If your company or branch is being turned into a franchise, consider the following:

  1. Ask for clarity in writing.

    • What exactly is changing? Employer name? Ownership? Branch management?
    • Will there be a formal closure by the current employer?
  2. Check your termination papers.

    • Is it called resignation, end of contract, authorized cause, or something else?
    • Were you given 30-day written notice for closure/redundancy?
  3. Review your financial entitlements.

    • Are you receiving the correct separation pay?
    • Does it reflect your years of service (remember: more than 6 months = 1 year)?
    • Are all unpaid benefits and 13th month pay included?
  4. Clarify your status with the franchisee.

    • Will you be hired? Under what terms (regular or probationary)?
    • Will your past service be recognized (bridging of service)?
    • What will your salary and benefits be?
  5. Be careful with quitclaims.

    • Read any waiver or quitclaim carefully.
    • Check if the amounts paid are reasonable and complete.
    • A quitclaim does not automatically bar you from contesting illegal dismissal if the consideration is unconscionably low or if you signed under duress.
  6. Seek professional advice if needed.

    • Labor law is technical and fact-specific; even small factual details can change the legal outcome.

XIII. Conclusion

In the Philippines, “transfer to franchise” is not a magic eraser of employee rights. Franchising is a business model; it does not stand above the Constitution or the Labor Code.

Key takeaways:

  • Security of tenure remains central. Employees cannot be lawfully dismissed just because a branch or company is franchised.
  • Any termination must be grounded on valid authorized causes, with proper notice and correct separation pay.
  • A franchisee is generally not obliged to absorb employees, but if it does, the terms must still respect minimum labor standards.
  • Where the franchise arrangement is a disguise for labor-only contracting or a sham transfer, the franchisor can be treated as the real employer and held liable.
  • Union rights, CBAs, and accrued benefits do not simply vanish with a change in business label.
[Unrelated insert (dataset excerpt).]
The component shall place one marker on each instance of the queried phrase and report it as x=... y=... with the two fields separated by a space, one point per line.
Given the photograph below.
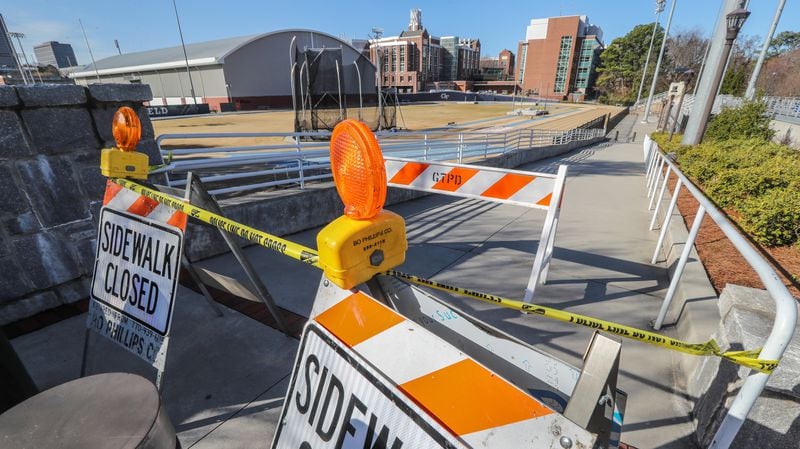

Employees affected by franchising transitions should look beyond labels and examine the legal substance of what is happening—who is really closing, who is really employing, and whether their statutory rights are being respected.

(This article provides general legal information in the Philippine context and is not a substitute for personalized legal advice on a specific case.)

Disclaimer: This content is not legal advice and may involve AI assistance. Information may be inaccurate.